The official SUNA news agency said the Sudanese military had killed a leading JEM commander, had chased down, fought and wiped out a 45-man rebel force 50 kilometres (30 miles) from Omdurman and arrested 300 rebels.
Omdurman remained under curfew but restrictions were lifted elsewhere. The Egyptian news agency MENA said Khartoum international airport was closed and commercial airlines told passengers that flights to Sudan were cancelled.
There was no clear indication of casualty figures from either side.
JEM's deputy chief of staff Suleiman Sandal said that his forces had taken Omdurman but were having trouble with the urban fighting having come from the desert of Darfur, and had suffered casualties.
"This is the first time for them to fight in towns and now we are gathering our troops and thinking about what we're doing," he told AFP.
He said his forces had been prevented from crossing a key bridge into Khartoum overnight after taking three days to drive from Darfur in a convoy of 400 vehicles in a bid to topple the regime.
Foreign ministry official Ali Yousif said that Sudan had evidence of communication between the rebels, the Chad government and the Chadian embassy in Khartoum.

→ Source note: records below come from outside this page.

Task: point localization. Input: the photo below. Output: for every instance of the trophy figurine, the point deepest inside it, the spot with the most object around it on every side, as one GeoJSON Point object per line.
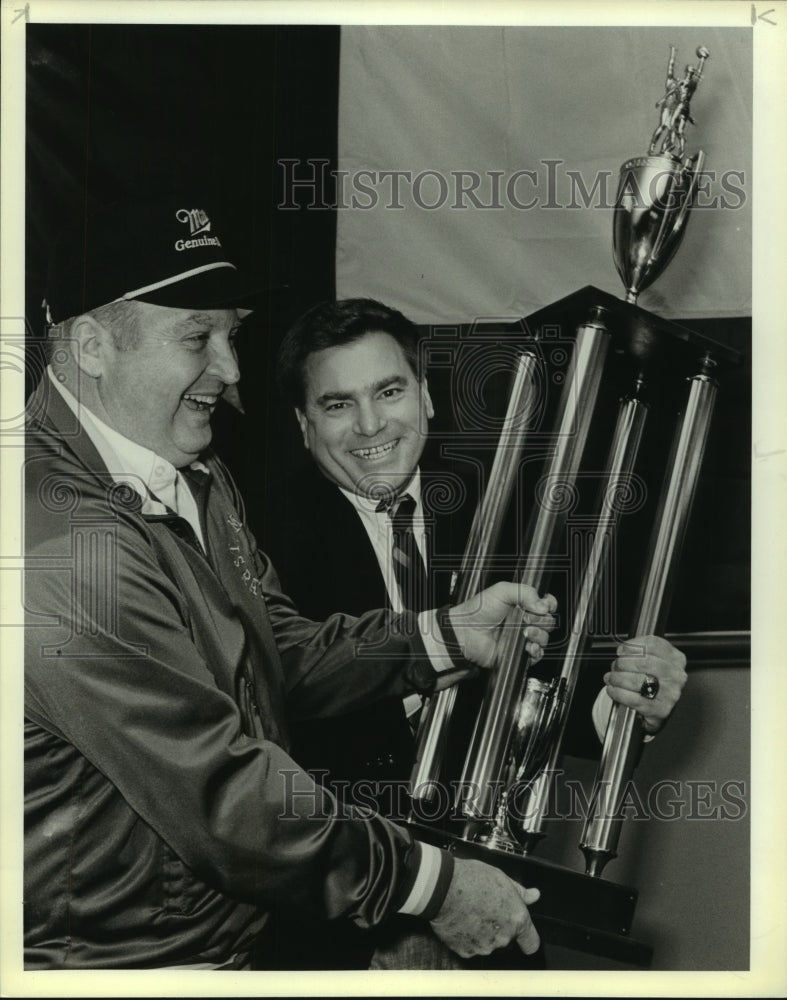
{"type": "Point", "coordinates": [655, 192]}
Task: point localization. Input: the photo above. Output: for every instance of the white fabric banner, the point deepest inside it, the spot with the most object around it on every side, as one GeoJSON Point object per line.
{"type": "Point", "coordinates": [478, 166]}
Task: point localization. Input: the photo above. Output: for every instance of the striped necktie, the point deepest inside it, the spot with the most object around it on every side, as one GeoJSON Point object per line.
{"type": "Point", "coordinates": [408, 565]}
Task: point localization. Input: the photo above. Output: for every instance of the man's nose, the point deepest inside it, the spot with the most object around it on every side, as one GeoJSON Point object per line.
{"type": "Point", "coordinates": [369, 420]}
{"type": "Point", "coordinates": [224, 364]}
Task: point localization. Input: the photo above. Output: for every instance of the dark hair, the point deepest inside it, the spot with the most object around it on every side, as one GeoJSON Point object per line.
{"type": "Point", "coordinates": [331, 324]}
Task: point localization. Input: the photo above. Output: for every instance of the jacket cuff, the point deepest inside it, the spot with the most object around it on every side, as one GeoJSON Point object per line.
{"type": "Point", "coordinates": [430, 875]}
{"type": "Point", "coordinates": [446, 664]}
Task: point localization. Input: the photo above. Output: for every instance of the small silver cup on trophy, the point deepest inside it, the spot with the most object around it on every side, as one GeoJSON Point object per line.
{"type": "Point", "coordinates": [656, 192]}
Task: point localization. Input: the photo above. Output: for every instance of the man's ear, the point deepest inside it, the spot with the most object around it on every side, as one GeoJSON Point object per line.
{"type": "Point", "coordinates": [89, 344]}
{"type": "Point", "coordinates": [427, 399]}
{"type": "Point", "coordinates": [303, 423]}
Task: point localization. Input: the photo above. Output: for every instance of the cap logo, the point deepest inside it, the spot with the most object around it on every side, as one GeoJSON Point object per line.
{"type": "Point", "coordinates": [196, 218]}
{"type": "Point", "coordinates": [199, 225]}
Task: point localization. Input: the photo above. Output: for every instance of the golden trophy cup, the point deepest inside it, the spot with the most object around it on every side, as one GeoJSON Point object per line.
{"type": "Point", "coordinates": [655, 192]}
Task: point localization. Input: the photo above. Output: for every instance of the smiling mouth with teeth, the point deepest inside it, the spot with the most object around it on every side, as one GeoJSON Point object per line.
{"type": "Point", "coordinates": [379, 451]}
{"type": "Point", "coordinates": [199, 401]}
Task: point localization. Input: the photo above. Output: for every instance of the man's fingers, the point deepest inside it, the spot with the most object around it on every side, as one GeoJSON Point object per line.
{"type": "Point", "coordinates": [528, 939]}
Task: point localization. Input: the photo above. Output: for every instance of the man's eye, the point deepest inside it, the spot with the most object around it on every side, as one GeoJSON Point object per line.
{"type": "Point", "coordinates": [197, 340]}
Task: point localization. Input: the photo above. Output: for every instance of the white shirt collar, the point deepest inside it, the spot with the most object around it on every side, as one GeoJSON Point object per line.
{"type": "Point", "coordinates": [368, 505]}
{"type": "Point", "coordinates": [127, 462]}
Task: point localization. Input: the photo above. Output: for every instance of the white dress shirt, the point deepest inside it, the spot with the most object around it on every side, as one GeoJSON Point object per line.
{"type": "Point", "coordinates": [156, 481]}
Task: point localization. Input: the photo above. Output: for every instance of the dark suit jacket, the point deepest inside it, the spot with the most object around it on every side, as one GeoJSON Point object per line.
{"type": "Point", "coordinates": [326, 564]}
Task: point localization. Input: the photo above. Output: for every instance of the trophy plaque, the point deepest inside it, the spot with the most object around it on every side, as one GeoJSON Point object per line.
{"type": "Point", "coordinates": [585, 419]}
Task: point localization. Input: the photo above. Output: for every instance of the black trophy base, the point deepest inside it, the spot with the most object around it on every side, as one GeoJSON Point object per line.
{"type": "Point", "coordinates": [575, 911]}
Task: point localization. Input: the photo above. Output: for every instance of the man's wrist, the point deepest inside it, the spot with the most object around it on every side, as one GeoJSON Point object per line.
{"type": "Point", "coordinates": [424, 892]}
{"type": "Point", "coordinates": [444, 651]}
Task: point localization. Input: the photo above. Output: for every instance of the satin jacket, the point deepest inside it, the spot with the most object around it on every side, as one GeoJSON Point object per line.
{"type": "Point", "coordinates": [163, 815]}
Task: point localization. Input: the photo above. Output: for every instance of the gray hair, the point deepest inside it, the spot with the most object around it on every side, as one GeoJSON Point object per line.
{"type": "Point", "coordinates": [120, 318]}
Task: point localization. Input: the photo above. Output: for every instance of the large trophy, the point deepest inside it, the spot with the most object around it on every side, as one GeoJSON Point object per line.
{"type": "Point", "coordinates": [620, 375]}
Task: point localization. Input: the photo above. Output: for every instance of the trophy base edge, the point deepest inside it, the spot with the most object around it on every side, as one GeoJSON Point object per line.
{"type": "Point", "coordinates": [575, 911]}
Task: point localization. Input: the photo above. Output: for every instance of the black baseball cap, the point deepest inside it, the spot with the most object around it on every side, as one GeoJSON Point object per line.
{"type": "Point", "coordinates": [170, 252]}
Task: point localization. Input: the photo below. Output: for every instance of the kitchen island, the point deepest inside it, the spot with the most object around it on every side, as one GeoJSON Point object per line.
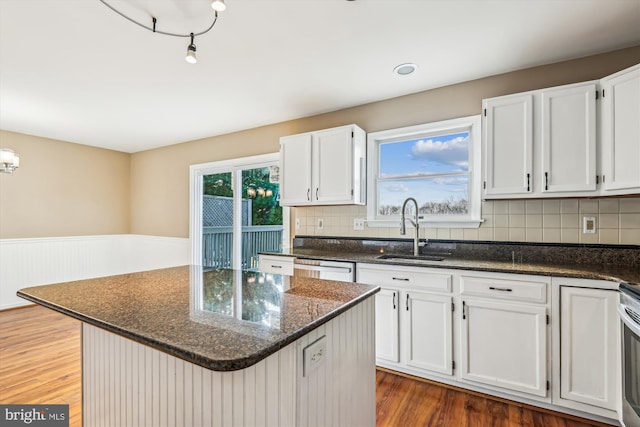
{"type": "Point", "coordinates": [186, 346]}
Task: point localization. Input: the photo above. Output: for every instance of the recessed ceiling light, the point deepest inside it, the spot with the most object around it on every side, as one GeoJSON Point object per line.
{"type": "Point", "coordinates": [405, 69]}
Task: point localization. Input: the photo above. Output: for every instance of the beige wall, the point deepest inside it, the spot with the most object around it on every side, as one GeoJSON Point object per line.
{"type": "Point", "coordinates": [63, 189]}
{"type": "Point", "coordinates": [160, 178]}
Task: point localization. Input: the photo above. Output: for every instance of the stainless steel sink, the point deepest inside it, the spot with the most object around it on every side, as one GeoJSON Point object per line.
{"type": "Point", "coordinates": [392, 257]}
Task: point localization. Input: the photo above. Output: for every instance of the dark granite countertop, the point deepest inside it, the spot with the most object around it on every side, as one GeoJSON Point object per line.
{"type": "Point", "coordinates": [598, 262]}
{"type": "Point", "coordinates": [223, 320]}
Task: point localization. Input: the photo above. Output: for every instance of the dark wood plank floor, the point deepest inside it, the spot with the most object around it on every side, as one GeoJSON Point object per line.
{"type": "Point", "coordinates": [40, 363]}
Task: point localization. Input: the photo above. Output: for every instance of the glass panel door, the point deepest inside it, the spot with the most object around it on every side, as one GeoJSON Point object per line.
{"type": "Point", "coordinates": [241, 216]}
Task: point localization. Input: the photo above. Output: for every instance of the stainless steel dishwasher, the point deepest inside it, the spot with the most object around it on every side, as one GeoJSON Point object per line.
{"type": "Point", "coordinates": [330, 270]}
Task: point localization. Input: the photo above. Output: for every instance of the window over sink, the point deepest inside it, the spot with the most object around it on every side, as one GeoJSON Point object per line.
{"type": "Point", "coordinates": [438, 164]}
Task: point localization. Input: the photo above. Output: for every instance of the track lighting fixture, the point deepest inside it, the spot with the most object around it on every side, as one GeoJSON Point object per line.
{"type": "Point", "coordinates": [191, 52]}
{"type": "Point", "coordinates": [217, 5]}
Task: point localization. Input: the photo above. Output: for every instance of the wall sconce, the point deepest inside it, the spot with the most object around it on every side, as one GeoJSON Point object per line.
{"type": "Point", "coordinates": [9, 161]}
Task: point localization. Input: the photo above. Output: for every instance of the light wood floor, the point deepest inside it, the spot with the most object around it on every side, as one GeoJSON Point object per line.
{"type": "Point", "coordinates": [40, 363]}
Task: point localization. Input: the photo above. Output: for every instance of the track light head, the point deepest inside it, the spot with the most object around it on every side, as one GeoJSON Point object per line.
{"type": "Point", "coordinates": [218, 5]}
{"type": "Point", "coordinates": [191, 52]}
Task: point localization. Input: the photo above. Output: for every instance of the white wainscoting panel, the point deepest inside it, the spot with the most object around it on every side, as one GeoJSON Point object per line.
{"type": "Point", "coordinates": [41, 261]}
{"type": "Point", "coordinates": [128, 384]}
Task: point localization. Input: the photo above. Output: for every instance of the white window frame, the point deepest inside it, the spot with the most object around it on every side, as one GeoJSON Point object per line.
{"type": "Point", "coordinates": [235, 166]}
{"type": "Point", "coordinates": [471, 124]}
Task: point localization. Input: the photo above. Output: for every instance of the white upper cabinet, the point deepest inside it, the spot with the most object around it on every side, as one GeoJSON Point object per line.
{"type": "Point", "coordinates": [620, 145]}
{"type": "Point", "coordinates": [325, 167]}
{"type": "Point", "coordinates": [541, 143]}
{"type": "Point", "coordinates": [562, 142]}
{"type": "Point", "coordinates": [568, 160]}
{"type": "Point", "coordinates": [508, 136]}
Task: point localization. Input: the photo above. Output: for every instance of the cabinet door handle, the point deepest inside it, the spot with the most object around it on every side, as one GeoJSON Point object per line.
{"type": "Point", "coordinates": [546, 180]}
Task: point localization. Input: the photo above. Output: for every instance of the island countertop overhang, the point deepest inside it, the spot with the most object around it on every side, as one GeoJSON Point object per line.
{"type": "Point", "coordinates": [223, 320]}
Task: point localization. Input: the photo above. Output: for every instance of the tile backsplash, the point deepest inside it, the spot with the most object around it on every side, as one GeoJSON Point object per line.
{"type": "Point", "coordinates": [617, 221]}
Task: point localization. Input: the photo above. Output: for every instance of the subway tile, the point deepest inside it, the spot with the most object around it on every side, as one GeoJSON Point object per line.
{"type": "Point", "coordinates": [551, 220]}
{"type": "Point", "coordinates": [470, 233]}
{"type": "Point", "coordinates": [501, 220]}
{"type": "Point", "coordinates": [516, 206]}
{"type": "Point", "coordinates": [487, 208]}
{"type": "Point", "coordinates": [550, 206]}
{"type": "Point", "coordinates": [488, 221]}
{"type": "Point", "coordinates": [568, 206]}
{"type": "Point", "coordinates": [608, 206]}
{"type": "Point", "coordinates": [551, 235]}
{"type": "Point", "coordinates": [630, 220]}
{"type": "Point", "coordinates": [609, 237]}
{"type": "Point", "coordinates": [534, 221]}
{"type": "Point", "coordinates": [588, 206]}
{"type": "Point", "coordinates": [501, 234]}
{"type": "Point", "coordinates": [517, 234]}
{"type": "Point", "coordinates": [570, 235]}
{"type": "Point", "coordinates": [589, 238]}
{"type": "Point", "coordinates": [608, 221]}
{"type": "Point", "coordinates": [534, 234]}
{"type": "Point", "coordinates": [501, 207]}
{"type": "Point", "coordinates": [533, 206]}
{"type": "Point", "coordinates": [569, 221]}
{"type": "Point", "coordinates": [456, 233]}
{"type": "Point", "coordinates": [486, 233]}
{"type": "Point", "coordinates": [443, 233]}
{"type": "Point", "coordinates": [631, 205]}
{"type": "Point", "coordinates": [630, 237]}
{"type": "Point", "coordinates": [431, 233]}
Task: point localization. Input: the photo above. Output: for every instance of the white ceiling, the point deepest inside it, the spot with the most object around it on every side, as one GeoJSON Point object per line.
{"type": "Point", "coordinates": [76, 71]}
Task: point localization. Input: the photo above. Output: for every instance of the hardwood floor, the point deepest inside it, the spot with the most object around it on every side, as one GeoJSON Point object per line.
{"type": "Point", "coordinates": [40, 359]}
{"type": "Point", "coordinates": [40, 363]}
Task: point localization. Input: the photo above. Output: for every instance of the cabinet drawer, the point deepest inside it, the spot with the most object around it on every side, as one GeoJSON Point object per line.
{"type": "Point", "coordinates": [508, 289]}
{"type": "Point", "coordinates": [394, 276]}
{"type": "Point", "coordinates": [276, 264]}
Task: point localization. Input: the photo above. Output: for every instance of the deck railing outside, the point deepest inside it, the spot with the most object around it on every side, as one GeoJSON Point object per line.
{"type": "Point", "coordinates": [217, 245]}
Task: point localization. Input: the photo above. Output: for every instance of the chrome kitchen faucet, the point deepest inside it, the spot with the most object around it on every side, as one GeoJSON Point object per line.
{"type": "Point", "coordinates": [403, 229]}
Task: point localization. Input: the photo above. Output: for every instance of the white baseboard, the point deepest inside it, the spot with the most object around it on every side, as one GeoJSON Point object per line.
{"type": "Point", "coordinates": [41, 261]}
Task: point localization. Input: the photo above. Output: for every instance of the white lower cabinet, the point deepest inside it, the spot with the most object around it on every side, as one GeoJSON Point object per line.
{"type": "Point", "coordinates": [387, 338]}
{"type": "Point", "coordinates": [587, 347]}
{"type": "Point", "coordinates": [551, 342]}
{"type": "Point", "coordinates": [414, 329]}
{"type": "Point", "coordinates": [504, 345]}
{"type": "Point", "coordinates": [428, 332]}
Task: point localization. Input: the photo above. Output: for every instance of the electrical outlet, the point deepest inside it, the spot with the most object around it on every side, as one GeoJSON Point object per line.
{"type": "Point", "coordinates": [589, 225]}
{"type": "Point", "coordinates": [314, 355]}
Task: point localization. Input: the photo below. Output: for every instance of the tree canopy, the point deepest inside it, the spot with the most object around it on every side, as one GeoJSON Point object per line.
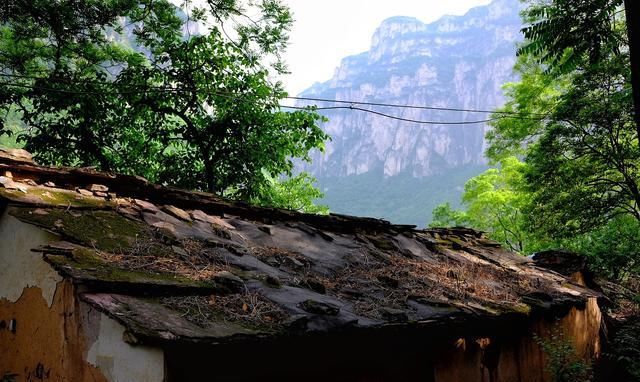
{"type": "Point", "coordinates": [574, 146]}
{"type": "Point", "coordinates": [183, 96]}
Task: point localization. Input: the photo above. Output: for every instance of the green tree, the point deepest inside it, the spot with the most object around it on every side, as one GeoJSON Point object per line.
{"type": "Point", "coordinates": [494, 203]}
{"type": "Point", "coordinates": [119, 84]}
{"type": "Point", "coordinates": [296, 193]}
{"type": "Point", "coordinates": [578, 183]}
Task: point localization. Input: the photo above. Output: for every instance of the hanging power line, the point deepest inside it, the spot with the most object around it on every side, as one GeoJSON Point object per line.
{"type": "Point", "coordinates": [399, 118]}
{"type": "Point", "coordinates": [413, 106]}
{"type": "Point", "coordinates": [352, 106]}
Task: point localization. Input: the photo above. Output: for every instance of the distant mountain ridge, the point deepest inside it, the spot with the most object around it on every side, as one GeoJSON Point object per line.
{"type": "Point", "coordinates": [456, 62]}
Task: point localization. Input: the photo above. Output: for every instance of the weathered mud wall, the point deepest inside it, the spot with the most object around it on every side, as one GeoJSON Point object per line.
{"type": "Point", "coordinates": [46, 333]}
{"type": "Point", "coordinates": [506, 358]}
{"type": "Point", "coordinates": [46, 342]}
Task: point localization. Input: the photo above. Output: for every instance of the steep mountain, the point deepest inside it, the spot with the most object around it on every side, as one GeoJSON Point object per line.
{"type": "Point", "coordinates": [455, 62]}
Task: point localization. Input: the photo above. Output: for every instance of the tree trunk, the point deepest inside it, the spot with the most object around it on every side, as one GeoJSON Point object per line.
{"type": "Point", "coordinates": [632, 11]}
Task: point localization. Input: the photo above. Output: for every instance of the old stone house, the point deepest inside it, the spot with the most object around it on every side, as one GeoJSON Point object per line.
{"type": "Point", "coordinates": [109, 278]}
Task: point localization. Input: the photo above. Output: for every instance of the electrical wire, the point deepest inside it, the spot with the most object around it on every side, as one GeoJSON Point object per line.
{"type": "Point", "coordinates": [352, 106]}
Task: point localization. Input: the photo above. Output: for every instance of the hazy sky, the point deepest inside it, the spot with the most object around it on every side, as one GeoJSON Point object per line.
{"type": "Point", "coordinates": [328, 30]}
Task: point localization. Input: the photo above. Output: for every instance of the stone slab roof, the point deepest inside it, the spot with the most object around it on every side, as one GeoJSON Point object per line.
{"type": "Point", "coordinates": [176, 265]}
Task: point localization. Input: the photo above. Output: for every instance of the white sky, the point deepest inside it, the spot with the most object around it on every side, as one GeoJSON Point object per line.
{"type": "Point", "coordinates": [325, 31]}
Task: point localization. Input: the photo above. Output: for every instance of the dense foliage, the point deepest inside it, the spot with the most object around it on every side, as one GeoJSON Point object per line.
{"type": "Point", "coordinates": [569, 161]}
{"type": "Point", "coordinates": [183, 96]}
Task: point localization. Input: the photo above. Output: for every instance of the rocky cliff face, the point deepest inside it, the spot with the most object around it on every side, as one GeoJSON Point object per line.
{"type": "Point", "coordinates": [457, 61]}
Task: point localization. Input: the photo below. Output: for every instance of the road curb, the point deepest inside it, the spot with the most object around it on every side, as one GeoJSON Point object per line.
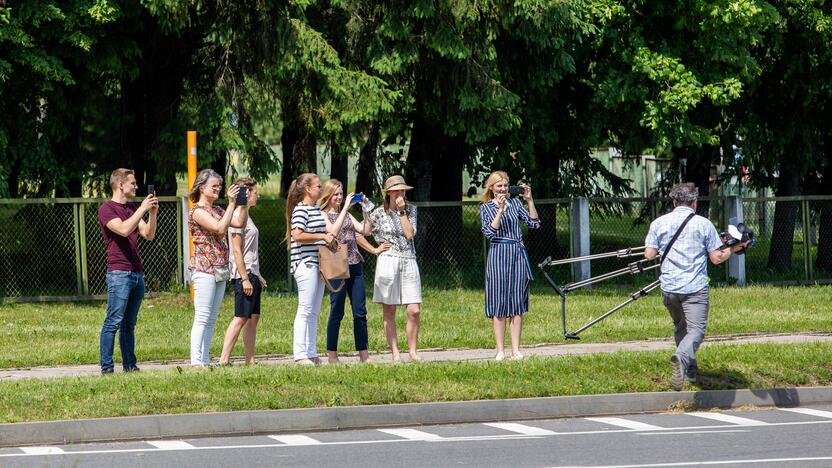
{"type": "Point", "coordinates": [357, 417]}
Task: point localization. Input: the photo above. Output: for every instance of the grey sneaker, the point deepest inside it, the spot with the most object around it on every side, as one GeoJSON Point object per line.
{"type": "Point", "coordinates": [677, 379]}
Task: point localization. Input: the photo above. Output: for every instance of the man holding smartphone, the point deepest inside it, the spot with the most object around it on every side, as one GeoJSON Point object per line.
{"type": "Point", "coordinates": [121, 223]}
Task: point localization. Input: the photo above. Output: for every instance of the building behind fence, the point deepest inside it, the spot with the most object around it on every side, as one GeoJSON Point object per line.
{"type": "Point", "coordinates": [53, 249]}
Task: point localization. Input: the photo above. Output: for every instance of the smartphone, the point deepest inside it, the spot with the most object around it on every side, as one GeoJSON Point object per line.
{"type": "Point", "coordinates": [242, 196]}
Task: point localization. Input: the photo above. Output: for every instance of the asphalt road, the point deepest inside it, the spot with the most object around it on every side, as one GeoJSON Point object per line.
{"type": "Point", "coordinates": [790, 437]}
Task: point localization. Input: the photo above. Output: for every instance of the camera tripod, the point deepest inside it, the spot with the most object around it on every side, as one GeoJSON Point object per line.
{"type": "Point", "coordinates": [631, 268]}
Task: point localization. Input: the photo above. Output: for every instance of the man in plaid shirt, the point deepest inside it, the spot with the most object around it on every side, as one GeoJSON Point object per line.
{"type": "Point", "coordinates": [684, 275]}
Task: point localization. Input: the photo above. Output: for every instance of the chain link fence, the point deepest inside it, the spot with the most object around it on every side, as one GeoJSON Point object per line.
{"type": "Point", "coordinates": [54, 248]}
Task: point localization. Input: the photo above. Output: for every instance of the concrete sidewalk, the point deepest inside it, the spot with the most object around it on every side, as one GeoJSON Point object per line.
{"type": "Point", "coordinates": [434, 355]}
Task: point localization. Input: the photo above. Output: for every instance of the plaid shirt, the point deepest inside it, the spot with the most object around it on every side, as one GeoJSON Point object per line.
{"type": "Point", "coordinates": [685, 270]}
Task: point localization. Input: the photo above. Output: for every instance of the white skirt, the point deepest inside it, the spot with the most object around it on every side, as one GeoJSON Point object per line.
{"type": "Point", "coordinates": [397, 280]}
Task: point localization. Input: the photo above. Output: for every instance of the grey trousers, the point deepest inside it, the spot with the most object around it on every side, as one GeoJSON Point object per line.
{"type": "Point", "coordinates": [690, 318]}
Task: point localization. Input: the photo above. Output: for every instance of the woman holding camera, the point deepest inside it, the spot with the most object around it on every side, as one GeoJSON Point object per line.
{"type": "Point", "coordinates": [209, 264]}
{"type": "Point", "coordinates": [345, 227]}
{"type": "Point", "coordinates": [397, 273]}
{"type": "Point", "coordinates": [305, 231]}
{"type": "Point", "coordinates": [248, 284]}
{"type": "Point", "coordinates": [507, 271]}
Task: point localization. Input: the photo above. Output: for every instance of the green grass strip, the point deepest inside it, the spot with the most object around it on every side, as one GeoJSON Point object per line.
{"type": "Point", "coordinates": [68, 333]}
{"type": "Point", "coordinates": [277, 387]}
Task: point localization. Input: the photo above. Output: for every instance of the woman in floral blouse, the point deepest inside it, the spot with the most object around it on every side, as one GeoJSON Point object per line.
{"type": "Point", "coordinates": [209, 263]}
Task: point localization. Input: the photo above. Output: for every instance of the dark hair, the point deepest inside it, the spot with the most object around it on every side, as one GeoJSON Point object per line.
{"type": "Point", "coordinates": [201, 179]}
{"type": "Point", "coordinates": [295, 195]}
{"type": "Point", "coordinates": [684, 194]}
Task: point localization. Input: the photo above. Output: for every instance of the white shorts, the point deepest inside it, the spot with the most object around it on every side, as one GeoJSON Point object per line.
{"type": "Point", "coordinates": [397, 280]}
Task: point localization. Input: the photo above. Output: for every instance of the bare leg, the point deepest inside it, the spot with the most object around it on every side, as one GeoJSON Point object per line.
{"type": "Point", "coordinates": [413, 329]}
{"type": "Point", "coordinates": [516, 330]}
{"type": "Point", "coordinates": [230, 340]}
{"type": "Point", "coordinates": [389, 320]}
{"type": "Point", "coordinates": [250, 336]}
{"type": "Point", "coordinates": [499, 324]}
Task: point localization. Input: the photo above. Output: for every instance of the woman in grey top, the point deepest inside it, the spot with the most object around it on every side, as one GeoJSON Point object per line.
{"type": "Point", "coordinates": [397, 278]}
{"type": "Point", "coordinates": [244, 263]}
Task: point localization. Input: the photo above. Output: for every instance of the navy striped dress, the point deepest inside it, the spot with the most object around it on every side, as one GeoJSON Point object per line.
{"type": "Point", "coordinates": [507, 270]}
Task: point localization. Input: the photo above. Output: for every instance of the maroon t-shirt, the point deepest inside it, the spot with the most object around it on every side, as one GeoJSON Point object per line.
{"type": "Point", "coordinates": [122, 252]}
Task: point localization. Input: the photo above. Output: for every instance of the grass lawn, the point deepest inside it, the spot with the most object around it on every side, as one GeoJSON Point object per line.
{"type": "Point", "coordinates": [68, 333]}
{"type": "Point", "coordinates": [277, 387]}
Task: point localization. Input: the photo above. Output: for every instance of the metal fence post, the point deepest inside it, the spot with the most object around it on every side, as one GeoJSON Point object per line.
{"type": "Point", "coordinates": [76, 234]}
{"type": "Point", "coordinates": [82, 242]}
{"type": "Point", "coordinates": [736, 264]}
{"type": "Point", "coordinates": [807, 244]}
{"type": "Point", "coordinates": [579, 234]}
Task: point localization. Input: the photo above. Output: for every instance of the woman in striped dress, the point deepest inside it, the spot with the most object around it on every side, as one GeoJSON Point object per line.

He said five or six Chadian diplomats were expected to leave.
One Omdurman resident told AFP he could see smashed cars in the streets and plumes of smoke rising after a night of fighting.
"Up until six o'clock (0300 GMT) this morning, there was very heavy bombardment. I can see smoke out of the window and smashed cars from the roof of the building," said the father of one.
"We're just being told to stay in and keep a low profile," a US diplomat said, also asking not to be named.
In February, rebels allegedly backed by Khartoum advanced as far as the gates of the presidential palace in Ndjamena before being repulsed.
Sudanese television on Saturday showed images of what it said were captured rebels cowering in the back of an armoured personnel carrier, along with footage of captured rebel all-terrain vehicles, field artillery and shells.
The White House said it was "very concerned" about the violence and urged both the Darfur rebels and government forces to cease hostilities.
The European Union's foreign policy chief, Javier Solana, said "the latest events should provide the opportunity to trigger the strong impulse necessary to find a lasting solution."
UN Secretary General Ban Ki-moon strongly condemned the "use of armed force and military means by JEM" and called for "an immediate cessation of fighting."